The problem with disaster recovery, as far as the CIO is concerned, is that it’s seen as a cost without return until it is needed. If the organization never experiences an outage or cyber-attack, then the investment in disaster recovery solutions is "dead money", and in this tight market, many organizations would rather see IT investments adding proactive value. Boards and directors understand that IT is a risk and business continuity is their primary concern (and regulatory responsibility), but the pressure to minimize spending on disaster recovery is intense.

Ideally, IT teams want to find a disaster recovery solution that offers reliability with regards to cost and is comprehensive and proven. Additionally, they need a solution that can be called on immediately in the event of a disaster, as every minute of downtime or outage is costing the business.

What is DRaaS?

Disaster Recovery-as-a-Service (DRaaS) is an enterprise IT solution that addresses the full range of challenges that CIOs face with structuring and managing business continuity investment. It is a service provided by a partner organization and allows the enterprise to avoid the need for in-house software solution development, hardware purchase, and management, security, and maintenance.

DRaaS is a cloud-based solution, which keeps and maintains backups of an organization’s data in a cloud-hosted by the provider. It’s very close to a set-and-forget solution, and once set up the in-house IT team need not worry about backups and continuity at all – the data is immediately copied to these partner servers.

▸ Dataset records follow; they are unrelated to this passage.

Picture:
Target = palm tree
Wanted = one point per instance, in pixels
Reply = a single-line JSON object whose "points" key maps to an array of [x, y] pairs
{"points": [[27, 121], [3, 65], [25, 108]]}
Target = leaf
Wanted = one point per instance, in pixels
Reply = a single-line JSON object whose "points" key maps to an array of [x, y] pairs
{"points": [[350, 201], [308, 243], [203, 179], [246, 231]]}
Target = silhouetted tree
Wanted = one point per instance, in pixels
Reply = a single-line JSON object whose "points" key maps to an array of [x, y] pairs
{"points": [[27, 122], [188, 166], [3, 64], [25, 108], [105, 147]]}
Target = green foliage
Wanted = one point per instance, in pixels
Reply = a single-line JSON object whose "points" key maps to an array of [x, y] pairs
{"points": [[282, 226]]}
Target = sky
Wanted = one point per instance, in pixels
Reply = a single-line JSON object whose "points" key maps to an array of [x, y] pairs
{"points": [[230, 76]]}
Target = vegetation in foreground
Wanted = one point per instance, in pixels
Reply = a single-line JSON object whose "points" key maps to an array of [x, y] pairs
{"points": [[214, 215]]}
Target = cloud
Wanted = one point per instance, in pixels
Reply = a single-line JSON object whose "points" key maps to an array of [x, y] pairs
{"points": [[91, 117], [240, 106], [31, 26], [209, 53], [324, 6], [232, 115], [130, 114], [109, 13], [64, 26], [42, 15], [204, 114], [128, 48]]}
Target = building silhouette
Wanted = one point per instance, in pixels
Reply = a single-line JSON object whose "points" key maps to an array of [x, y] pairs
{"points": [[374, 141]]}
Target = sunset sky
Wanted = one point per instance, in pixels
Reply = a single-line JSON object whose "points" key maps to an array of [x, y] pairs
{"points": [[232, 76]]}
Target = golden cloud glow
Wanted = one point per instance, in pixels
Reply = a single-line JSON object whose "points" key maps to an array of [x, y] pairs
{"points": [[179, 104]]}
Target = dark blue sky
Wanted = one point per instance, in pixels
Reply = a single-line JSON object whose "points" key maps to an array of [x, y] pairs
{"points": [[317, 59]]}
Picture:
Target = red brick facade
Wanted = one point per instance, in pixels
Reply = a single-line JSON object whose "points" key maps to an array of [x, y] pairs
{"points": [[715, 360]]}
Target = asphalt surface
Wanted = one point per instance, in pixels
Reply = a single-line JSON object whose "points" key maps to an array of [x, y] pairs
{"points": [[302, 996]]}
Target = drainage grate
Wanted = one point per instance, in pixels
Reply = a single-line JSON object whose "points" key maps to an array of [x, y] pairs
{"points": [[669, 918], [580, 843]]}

The benefits of this include significant cost savings on talent and IT skills, allowing the CIO to dedicate their resources to value creation tasks, but it also has the benefit of keeping the backups off-site and in a highly secure facility, built around security. These are core requirements for business continuity – the backup should be located away from the main business and it should be actively protected. Because it is cloud-based, however, in the event that there is a disaster, these backups can be called on immediately after an Internet connection can be established.

DRaaS also benefits organizations by being highly scalable (as the requirement for capacity increases, then it’s a simple matter of adding additional capacity to the agreement with the provider), and the cost is reliable – a simple monthly bill, which won’t feature the regular shock of needing to add or replace hardware.

It is for this reason that DRaaS is also highly appealing to smaller businesses or growth-orientated ones, that need their disaster recovery to grow with them, and don’t want to continually invest in rolling out time-consuming new solutions as capacity is reached.

What CIO’s should be aware of?

It goes without saying that when a business is entrusting something as critical to its survival as disaster recovery to a partner, it needs to be sure that the partner is reliable – according to research, almost 40 percent (38 percent) of organizations test their disaster plans infrequently or not at all. While that’s not ideal, it shows the importance of having a partner that can be trusted to deliver a reliable DRaaS solution with minimal risk of failure.

CIOs should look at the customers that any prospective DRaaS solutions provider has, as a way of determining the trust that can be put into that provider. As with all cloud solutions providers “biggest” isn’t necessarily best and some of the smaller DRaaS providers differentiate themselves through leading service and becoming a strategic partner to their customers. If they’ve had customers with a proven ability to run restores or recover from a disaster, then that company is providing a DRaaS service that works.